Niklas Broberg niklas.broberg at gmail.com
Tue Jan 24 03:31:21 EST 2006


On 1/23/06, Henrik Nilsson <nhn at cs.nott.ac.uk> wrote:

[snip lots of good stuff]

This suggestion would go a long way to alleviate the burden of
boiler-plate coding. It is a conservative extension, and it is
intuitive at that. Indeed I believe I have written code with the
suggested update mechanism many times without thinking on the type
mismatch (and been beaten on my fingers by the compiler of course).
:-)

> But we'd rather not have to write such functions by hand, just as
> we'd rather not write update functions by hand. Maybe the record
> update syntax could be extended so that the function that gets
> generated behind the scenes only includes constructors that
> does NOT mention a particular field. For example, the field
> name(s) that must not occur could be prefixed by "~" which suggests
> negation in some settings. It does not have this connotation in Haskell,
> but at least "~" is already a special symbol. We could then write:
>
>     foo :: T a -> T Int
>     foo x@(C1 {}) = x {f1 = 1}
>     foo x@(C2 {}) = x {f1 = 2}
>     foo x         = x {~f1}
>
> Now the code for "foo" only has to be changed if new constructors
> having a field "f1" are added.
>
> Of course, it should be possible to combine this with the normal
> record update syntax. E.g.
>
>     foo :: T a -> T Int
>     foo x@(C1 {}) = x {f1 = 1}
>     foo x@(C2 {}) = x {f1 = 2}
>     foo x         = x {~f1, f2 = f2 x + 1}

Is this really necessary? Adding '~' seems less intuitive to me than
just writing

     foo :: T a -> T Int
     foo x@(C1 {}) = x {f1 = 1}
     foo x@(C2 {}) = x {f1 = 2}
     foo x         = x

or
     foo x = x {f2 = f2 x + 1}

for the last example. From an implementor's point of view, if we
expect the proper coercions to be inferred by the type checker it
would still have to check that there are indeed no more fields than
other than 'f1' that mention the parameter 'a', and also that there
are no more constructors that mention 'f1'. Wouldn't it be just as
simple to assert that for all the fields that mention 'a', none of
these appear in any of the remaining constructors?

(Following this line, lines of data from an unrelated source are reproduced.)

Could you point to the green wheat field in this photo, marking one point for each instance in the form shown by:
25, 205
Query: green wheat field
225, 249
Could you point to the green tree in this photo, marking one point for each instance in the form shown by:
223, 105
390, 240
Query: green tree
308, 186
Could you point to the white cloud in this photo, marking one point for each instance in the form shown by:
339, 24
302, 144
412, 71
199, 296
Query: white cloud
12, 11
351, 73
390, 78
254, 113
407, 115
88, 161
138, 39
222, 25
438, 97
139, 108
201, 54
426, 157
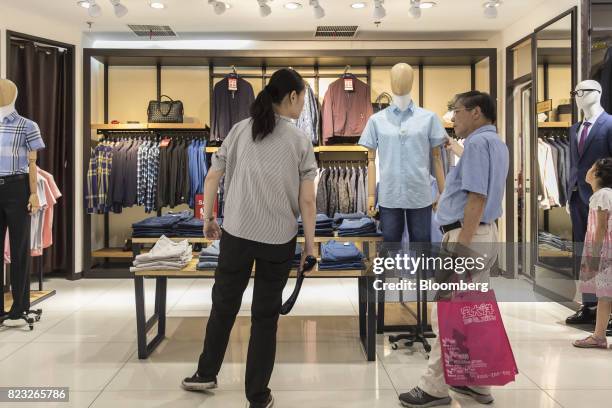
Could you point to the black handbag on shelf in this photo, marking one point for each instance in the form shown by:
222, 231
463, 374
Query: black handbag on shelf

On the other hand pattern matching would certainly be more expressive
if '~' is added, so perhaps adding it has merit of its own. If we
write

     foo :: T a -> T Int
     foo x@(C1 {}) = x {f1 = 1}
     foo x@(C2 {}) = x {f1 = 2}
     foo x         = x {~f1}

there could still be more constructors in T a that do mention the 'f1'
field, but there is no matching clause for them in the definition of
'foo'. But I would see that as a second separate proposal, e.g. a
Proposal for Negation in Record Pattern Matching. Sure it would fit
very well with the Polymorphic record update discussed here, but I
would think they should be treated separately.